Inspired by the evolving use of concrete in structural forms, particularly architect Rudolph M. Schindler’s use of concrete for housing units in La Jolla, San Diego, as well as how it was incorporated into La Jolla’s Salk Institute building, Zachary Alan Smith proposed a concept in his thesis, “High-Performance Concrete in Architecture,” to use the material to build contemporary structures with multiple functions. A senior at NewSchool of Architecture and Design, he based the form of the design on the Namibian Desert Beetle as its ribs and rigid shell serve two distinct yet critical functions. First, they serve as a strong shelter for the beetle, and second, they form a water collection system to condense fog and channel the resulting water into the beetle’s mouth. In his thesis, Smith used 3D digital design and applied the design proposal to three different scenarios.

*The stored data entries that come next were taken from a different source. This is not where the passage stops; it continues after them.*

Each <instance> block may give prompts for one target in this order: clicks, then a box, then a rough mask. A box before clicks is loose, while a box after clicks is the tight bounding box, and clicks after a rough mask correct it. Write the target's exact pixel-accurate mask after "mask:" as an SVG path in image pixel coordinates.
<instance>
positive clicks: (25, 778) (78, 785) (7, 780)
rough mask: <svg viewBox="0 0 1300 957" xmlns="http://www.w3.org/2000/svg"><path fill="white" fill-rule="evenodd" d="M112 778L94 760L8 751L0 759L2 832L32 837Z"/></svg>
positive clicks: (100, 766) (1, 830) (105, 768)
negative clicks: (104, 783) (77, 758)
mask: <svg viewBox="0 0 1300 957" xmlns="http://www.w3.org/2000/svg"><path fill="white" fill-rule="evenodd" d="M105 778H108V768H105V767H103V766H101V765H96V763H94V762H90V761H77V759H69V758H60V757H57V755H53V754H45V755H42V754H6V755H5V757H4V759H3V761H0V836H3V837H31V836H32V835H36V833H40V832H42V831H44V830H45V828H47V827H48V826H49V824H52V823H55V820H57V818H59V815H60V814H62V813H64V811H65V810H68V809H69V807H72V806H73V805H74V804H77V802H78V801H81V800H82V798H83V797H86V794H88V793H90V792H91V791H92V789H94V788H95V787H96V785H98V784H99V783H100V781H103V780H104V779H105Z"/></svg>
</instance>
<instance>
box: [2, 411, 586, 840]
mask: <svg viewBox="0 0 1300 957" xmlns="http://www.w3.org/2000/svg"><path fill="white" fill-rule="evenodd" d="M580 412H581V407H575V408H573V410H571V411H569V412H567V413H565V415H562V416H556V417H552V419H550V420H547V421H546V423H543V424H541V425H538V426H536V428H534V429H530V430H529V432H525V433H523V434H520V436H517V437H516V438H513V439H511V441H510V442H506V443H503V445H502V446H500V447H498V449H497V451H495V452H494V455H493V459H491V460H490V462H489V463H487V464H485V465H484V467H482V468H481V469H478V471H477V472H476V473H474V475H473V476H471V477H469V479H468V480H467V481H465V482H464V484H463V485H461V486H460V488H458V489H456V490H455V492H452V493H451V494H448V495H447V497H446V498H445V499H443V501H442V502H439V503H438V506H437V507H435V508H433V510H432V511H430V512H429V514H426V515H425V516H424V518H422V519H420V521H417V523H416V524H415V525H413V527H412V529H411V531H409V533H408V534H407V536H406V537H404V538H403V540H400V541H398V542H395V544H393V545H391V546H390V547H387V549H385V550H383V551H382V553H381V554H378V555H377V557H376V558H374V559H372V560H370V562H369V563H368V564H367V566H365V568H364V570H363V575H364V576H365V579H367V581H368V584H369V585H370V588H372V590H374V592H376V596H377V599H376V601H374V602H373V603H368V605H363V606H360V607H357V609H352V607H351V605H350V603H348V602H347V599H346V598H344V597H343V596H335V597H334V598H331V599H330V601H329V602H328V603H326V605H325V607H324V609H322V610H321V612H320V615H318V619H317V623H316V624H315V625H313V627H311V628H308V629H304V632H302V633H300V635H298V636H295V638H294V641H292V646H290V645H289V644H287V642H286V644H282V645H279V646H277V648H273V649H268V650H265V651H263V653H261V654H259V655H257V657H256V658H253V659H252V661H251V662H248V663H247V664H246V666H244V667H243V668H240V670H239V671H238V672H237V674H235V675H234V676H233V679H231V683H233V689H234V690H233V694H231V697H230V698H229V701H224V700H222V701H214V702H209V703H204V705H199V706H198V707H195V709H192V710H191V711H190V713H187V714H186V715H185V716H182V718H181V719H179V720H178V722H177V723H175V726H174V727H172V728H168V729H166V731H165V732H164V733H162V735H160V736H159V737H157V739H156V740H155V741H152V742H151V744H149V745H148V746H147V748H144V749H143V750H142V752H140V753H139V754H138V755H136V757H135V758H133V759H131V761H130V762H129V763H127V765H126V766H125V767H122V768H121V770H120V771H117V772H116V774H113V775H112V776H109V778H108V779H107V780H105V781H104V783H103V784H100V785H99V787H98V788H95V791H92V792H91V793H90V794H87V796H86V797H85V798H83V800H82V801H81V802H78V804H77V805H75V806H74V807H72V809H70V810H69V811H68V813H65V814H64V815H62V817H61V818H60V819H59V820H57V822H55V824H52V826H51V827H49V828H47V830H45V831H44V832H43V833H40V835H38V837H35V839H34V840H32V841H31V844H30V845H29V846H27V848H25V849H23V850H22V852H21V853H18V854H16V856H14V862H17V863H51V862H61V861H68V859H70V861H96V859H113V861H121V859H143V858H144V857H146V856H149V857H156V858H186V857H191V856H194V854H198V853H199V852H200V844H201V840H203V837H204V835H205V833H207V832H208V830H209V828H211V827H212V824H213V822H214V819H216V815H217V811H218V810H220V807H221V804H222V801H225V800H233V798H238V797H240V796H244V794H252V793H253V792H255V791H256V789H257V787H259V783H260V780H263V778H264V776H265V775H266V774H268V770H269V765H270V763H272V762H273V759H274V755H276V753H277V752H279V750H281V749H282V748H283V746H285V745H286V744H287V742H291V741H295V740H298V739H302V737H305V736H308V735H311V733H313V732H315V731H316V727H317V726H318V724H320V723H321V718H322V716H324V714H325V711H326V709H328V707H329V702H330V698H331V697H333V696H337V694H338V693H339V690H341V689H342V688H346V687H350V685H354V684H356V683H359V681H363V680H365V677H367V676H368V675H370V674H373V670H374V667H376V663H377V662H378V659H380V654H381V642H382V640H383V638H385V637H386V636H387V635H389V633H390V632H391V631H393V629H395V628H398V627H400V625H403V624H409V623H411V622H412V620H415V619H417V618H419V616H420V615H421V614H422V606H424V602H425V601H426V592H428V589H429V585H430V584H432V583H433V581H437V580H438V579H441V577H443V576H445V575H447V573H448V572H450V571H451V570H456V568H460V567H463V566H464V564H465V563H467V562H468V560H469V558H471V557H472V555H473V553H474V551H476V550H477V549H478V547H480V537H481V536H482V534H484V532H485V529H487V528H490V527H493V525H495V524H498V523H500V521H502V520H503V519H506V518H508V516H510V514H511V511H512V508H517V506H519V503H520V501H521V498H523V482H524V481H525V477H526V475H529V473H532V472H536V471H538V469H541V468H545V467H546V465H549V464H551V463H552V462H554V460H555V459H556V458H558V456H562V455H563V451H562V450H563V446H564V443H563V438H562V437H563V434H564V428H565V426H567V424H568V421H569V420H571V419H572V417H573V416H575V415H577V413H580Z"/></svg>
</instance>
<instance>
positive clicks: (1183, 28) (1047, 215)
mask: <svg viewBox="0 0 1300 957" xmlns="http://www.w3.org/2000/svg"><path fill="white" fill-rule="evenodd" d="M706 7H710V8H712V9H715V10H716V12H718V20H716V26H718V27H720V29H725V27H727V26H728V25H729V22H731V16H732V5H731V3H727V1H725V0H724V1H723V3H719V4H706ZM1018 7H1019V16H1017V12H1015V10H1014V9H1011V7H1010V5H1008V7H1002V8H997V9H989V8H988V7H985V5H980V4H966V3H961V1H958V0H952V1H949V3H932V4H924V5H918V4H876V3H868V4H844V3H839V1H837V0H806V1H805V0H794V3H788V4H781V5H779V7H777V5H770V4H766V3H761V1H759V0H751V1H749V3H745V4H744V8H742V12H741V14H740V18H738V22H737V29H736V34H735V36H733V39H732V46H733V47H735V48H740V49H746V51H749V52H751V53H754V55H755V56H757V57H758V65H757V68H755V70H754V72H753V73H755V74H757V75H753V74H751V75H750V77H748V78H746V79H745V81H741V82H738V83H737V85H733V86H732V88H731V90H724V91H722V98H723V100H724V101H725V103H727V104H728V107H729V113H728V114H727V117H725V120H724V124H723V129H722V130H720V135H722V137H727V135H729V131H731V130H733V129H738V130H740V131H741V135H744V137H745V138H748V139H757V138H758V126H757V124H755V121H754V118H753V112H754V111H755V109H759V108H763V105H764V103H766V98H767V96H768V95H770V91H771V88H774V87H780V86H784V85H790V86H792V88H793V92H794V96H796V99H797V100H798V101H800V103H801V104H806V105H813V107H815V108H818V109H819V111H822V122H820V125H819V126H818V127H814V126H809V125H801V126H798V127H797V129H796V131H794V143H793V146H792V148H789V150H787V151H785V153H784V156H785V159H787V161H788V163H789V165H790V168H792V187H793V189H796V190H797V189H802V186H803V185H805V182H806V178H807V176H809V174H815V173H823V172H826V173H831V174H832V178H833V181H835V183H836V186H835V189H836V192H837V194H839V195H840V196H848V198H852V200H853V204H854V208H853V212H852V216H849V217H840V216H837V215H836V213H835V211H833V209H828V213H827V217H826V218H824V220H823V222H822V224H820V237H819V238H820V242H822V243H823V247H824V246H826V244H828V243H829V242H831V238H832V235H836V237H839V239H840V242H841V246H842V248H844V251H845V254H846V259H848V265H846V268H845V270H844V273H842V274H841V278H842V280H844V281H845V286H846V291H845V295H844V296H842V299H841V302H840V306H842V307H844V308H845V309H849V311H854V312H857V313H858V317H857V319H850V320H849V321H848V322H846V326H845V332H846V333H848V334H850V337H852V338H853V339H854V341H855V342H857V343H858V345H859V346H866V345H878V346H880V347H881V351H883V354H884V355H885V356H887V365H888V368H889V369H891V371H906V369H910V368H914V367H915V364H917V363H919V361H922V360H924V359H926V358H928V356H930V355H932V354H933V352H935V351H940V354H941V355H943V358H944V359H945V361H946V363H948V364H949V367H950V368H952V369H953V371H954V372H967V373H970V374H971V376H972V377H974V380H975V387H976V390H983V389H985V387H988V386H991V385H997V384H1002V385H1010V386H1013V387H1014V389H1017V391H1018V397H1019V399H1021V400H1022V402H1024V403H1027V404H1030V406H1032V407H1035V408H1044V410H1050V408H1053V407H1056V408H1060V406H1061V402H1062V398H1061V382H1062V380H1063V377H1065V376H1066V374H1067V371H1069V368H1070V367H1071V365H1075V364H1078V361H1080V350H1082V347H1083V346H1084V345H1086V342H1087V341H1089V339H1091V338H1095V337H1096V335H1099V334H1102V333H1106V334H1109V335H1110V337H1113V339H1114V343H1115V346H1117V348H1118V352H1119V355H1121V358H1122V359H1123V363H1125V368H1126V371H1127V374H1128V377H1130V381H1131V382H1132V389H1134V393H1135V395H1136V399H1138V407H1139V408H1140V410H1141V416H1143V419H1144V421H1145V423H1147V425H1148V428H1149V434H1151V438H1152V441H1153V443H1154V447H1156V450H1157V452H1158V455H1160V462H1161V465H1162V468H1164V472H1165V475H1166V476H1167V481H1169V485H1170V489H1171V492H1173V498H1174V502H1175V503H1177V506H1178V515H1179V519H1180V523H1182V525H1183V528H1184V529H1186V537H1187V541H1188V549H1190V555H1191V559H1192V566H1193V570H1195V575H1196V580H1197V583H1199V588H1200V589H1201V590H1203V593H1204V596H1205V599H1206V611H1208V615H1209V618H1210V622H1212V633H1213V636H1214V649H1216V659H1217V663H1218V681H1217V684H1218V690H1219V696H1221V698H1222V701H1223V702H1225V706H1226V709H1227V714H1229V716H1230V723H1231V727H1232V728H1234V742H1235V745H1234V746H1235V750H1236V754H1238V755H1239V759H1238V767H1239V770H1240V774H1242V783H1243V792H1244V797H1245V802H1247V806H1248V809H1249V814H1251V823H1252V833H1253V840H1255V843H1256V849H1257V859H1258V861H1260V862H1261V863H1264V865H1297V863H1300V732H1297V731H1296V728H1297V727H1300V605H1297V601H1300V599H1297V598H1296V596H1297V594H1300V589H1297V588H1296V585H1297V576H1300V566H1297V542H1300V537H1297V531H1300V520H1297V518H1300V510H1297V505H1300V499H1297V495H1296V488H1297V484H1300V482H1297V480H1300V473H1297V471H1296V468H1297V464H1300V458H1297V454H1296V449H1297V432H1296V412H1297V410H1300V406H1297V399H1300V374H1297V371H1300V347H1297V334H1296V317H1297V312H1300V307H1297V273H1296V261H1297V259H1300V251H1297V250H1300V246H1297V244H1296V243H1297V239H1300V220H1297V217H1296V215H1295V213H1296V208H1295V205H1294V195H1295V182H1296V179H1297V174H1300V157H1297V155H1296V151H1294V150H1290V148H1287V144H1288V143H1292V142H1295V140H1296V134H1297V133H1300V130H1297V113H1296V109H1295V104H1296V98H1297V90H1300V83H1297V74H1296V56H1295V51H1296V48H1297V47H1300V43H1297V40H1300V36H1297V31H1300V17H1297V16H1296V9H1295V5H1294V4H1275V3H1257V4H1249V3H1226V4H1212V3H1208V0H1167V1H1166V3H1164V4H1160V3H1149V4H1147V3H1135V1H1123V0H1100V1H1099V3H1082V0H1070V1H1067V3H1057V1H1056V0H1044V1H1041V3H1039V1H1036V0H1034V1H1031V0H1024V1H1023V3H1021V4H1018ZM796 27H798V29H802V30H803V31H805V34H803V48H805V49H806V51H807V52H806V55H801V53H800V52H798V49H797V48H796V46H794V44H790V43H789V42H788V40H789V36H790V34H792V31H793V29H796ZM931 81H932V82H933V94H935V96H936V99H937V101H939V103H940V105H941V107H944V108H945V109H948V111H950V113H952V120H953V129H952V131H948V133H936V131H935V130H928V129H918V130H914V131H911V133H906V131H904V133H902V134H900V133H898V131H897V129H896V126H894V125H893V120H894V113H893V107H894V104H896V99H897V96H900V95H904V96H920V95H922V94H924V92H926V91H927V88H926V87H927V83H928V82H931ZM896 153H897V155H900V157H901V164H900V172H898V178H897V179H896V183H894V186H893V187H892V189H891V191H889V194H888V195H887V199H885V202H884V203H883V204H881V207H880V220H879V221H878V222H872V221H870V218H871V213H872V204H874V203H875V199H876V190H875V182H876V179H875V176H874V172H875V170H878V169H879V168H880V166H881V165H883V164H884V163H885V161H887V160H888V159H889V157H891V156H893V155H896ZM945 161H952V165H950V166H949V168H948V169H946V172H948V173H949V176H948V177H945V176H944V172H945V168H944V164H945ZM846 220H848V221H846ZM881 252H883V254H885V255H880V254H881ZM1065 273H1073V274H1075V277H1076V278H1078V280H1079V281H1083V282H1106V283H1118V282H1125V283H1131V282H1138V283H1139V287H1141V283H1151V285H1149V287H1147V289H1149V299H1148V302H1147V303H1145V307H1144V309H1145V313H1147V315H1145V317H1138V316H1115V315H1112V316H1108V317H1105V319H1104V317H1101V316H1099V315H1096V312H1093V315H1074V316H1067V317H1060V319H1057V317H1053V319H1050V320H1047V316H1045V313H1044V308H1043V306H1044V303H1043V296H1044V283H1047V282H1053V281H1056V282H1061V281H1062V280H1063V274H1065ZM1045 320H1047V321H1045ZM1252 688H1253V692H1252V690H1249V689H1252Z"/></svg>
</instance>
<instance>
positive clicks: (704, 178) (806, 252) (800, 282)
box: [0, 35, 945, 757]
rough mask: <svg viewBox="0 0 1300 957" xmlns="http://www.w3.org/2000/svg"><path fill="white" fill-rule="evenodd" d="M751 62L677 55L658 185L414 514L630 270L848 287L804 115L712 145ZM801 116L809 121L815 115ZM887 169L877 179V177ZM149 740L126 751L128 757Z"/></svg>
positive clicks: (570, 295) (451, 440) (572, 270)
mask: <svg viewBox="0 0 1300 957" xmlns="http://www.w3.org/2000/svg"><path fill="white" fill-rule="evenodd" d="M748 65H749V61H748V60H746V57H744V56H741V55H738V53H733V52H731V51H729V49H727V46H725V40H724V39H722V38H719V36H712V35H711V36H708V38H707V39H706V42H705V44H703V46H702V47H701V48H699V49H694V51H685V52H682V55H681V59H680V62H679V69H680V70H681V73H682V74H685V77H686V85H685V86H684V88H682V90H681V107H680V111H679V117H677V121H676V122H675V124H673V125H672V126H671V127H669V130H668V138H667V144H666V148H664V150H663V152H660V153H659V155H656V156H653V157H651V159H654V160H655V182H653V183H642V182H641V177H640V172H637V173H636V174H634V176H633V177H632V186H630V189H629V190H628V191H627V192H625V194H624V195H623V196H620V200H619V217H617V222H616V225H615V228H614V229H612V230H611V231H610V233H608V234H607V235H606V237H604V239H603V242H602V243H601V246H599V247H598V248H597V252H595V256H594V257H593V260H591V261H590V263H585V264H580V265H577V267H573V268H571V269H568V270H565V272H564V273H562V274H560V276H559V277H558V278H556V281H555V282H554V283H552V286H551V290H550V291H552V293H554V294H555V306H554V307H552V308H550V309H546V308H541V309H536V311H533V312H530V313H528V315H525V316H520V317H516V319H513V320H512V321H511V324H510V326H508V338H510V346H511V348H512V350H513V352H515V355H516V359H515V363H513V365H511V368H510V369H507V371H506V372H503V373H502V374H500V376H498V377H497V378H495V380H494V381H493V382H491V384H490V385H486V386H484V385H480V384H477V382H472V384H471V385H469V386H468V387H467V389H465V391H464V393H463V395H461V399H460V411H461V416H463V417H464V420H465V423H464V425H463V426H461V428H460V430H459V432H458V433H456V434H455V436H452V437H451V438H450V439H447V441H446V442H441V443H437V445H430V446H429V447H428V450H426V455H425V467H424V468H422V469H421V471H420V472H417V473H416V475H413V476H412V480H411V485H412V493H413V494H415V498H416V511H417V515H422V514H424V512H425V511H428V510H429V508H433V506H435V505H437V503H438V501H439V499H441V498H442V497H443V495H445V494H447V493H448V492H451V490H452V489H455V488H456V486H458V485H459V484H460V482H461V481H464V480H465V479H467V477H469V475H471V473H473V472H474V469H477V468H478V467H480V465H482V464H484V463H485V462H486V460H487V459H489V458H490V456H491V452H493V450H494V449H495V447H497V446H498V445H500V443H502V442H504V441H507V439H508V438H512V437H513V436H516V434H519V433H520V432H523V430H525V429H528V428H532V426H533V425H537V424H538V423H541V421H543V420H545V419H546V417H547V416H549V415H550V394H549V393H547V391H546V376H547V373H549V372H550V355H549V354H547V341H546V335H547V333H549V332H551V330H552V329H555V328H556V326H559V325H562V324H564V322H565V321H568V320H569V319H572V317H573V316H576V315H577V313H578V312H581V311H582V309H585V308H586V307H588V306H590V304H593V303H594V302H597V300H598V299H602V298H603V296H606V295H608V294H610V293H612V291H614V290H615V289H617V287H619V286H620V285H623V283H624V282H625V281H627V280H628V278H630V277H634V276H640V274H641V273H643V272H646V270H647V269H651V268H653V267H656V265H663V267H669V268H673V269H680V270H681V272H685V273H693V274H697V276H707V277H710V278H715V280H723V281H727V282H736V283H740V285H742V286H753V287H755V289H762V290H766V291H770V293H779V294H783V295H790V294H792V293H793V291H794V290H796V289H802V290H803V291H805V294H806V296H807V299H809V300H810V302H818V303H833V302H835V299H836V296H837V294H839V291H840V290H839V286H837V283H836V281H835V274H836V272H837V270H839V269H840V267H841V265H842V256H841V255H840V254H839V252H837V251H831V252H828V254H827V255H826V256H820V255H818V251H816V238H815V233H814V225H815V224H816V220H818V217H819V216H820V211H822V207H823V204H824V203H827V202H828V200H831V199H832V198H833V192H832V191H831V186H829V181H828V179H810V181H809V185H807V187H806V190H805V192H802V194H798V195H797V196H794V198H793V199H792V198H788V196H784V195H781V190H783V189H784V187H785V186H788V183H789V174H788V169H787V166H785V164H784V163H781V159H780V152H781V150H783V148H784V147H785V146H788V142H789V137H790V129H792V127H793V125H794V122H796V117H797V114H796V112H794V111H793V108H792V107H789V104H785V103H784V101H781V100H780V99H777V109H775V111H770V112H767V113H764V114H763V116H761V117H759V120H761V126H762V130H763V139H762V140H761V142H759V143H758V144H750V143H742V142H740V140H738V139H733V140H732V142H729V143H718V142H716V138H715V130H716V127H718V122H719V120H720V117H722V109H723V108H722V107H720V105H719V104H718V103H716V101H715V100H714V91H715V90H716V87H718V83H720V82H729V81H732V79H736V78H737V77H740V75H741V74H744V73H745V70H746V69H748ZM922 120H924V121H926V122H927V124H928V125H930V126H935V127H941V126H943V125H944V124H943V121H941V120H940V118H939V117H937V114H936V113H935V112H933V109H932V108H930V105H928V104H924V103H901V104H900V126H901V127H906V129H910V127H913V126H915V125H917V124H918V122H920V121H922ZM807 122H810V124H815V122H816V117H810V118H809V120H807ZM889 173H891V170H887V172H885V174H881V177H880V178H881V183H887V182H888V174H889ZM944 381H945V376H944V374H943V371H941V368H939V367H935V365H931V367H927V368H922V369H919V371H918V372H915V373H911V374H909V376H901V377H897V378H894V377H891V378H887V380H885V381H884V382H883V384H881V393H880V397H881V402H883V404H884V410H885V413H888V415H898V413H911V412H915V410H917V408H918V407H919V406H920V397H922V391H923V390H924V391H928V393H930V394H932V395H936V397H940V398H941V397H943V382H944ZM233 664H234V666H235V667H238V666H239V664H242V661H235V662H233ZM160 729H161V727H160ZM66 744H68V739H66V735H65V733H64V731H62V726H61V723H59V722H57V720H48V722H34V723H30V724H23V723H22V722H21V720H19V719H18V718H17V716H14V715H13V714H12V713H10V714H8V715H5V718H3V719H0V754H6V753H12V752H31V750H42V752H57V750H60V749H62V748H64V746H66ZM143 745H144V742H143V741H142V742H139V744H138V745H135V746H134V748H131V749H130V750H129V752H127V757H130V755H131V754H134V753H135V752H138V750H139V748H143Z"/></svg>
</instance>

According to Smith’s thesis, a curved form can be pixilated into several rigid polygonal plates and connected with a flexible membrane to generate complex molds, similar to the way 3D modeling programs break down complex curvature into polygonal meshes for accuracy and flexibility. By using Glass Fiber Reinforced concrete, the molds would be thin, and therefore extremely flexible. “From an efficiency standpoint, the system of curves and deep surface pleats can increase the overall performance of the structure without the need to increase its overall thickness,” said Smith. He further notes that a system achieves greater environmental responsibility when it is able to utilize less material to attain an equivalent or superior design.

The case studies discussed in Smith’s thesis were housing pods in Oxnard, Calif., that could be used by migrant farm workers during the farming season and tourists during the remainder of the year; using the system to place a pavilion near a water treatment plant in Chicago to collect rainwater; and lastly, provide customized solutions for homes collecting water run-off in suburban areas for slow-drip irrigation.

In a follow-up discussion with Smith, he noted that there was also a wide range of possible applications in smaller architectural scales for his system, such as 3D-digitally designed furniture, architectural facades, and wall panels. “Really, the opportunities are limitless where one can envision the design, create the 3D digital model, and construct a mold to support production,” stated Smith. In fact, Smith is currently working with Mark Rogero at Concreteworks in Oakland, Calif., in processing a few smaller projects implementing 3D digital design explored in his thesis.